I was especially interested in this particular CLE for two reasons.
For one thing, I worked in state government as a criminal justice planner for six years, from 1997 to 2003. In the early 2000s, I worked in the Minnesota Department of Corrections under then-Deputy Commissioner Mark Carey, who previously directed Dakota County Community Corrections.
The other reason I was so interested was that, in law school in the mid-1980s, I’d written my student law review note on pre-sentence reports. More precisely, my topic was the discoverability of federal pre-sentence reports under the Freedom of Information Act. Though I chose not to publish the piece, writing it earned me the job of articles editor on the Valparaiso University Law Review for my third year of law school.

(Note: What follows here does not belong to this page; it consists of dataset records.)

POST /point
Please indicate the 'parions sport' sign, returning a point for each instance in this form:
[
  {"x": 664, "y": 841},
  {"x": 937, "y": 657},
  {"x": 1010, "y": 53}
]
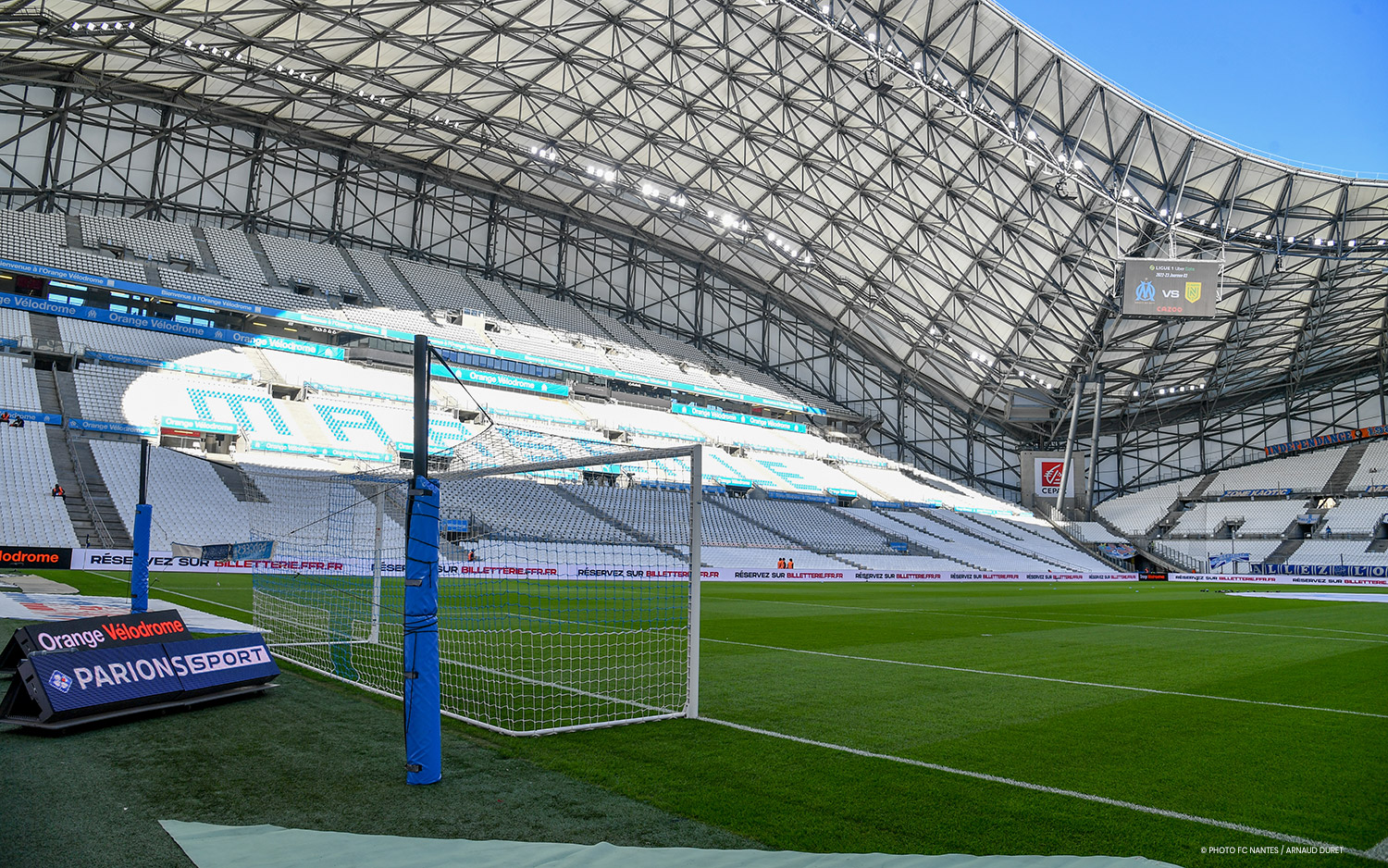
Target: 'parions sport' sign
[
  {"x": 1171, "y": 288},
  {"x": 93, "y": 681},
  {"x": 143, "y": 628}
]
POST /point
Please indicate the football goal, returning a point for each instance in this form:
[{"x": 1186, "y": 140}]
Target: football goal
[{"x": 565, "y": 593}]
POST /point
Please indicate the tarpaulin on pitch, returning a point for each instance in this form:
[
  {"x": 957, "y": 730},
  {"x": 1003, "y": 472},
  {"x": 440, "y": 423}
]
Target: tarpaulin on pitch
[{"x": 211, "y": 846}]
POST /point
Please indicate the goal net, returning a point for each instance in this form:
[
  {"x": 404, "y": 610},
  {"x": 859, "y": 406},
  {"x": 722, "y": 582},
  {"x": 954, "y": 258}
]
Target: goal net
[{"x": 565, "y": 599}]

Interestingly, one of the specific issues regarding pre-sentence investigation (PSI) reports that the two presenters raised was confidentiality. According to Siebenaler, some Minnesota counties bifurcate the PSI into confidential and non-confidential parts. In Dakota County, however, the entire report is considered confidential.
At first glance, it may seem odd, or even Kafkaesque, not to provide the offender with a copy of his own report. That is the rule, though, in Dakota County. The defense attorney is allowed to see it, but not the offender..
On further analysis, however, the rationale for the rule becomes clearer. In domestic abuse cases, for example, information that other parties have communicated to investigators about the offender can be very sensitive. In fact, Siebenaler said, this can even be a concern when information is communicated to the offender indirectly through the defense attorney.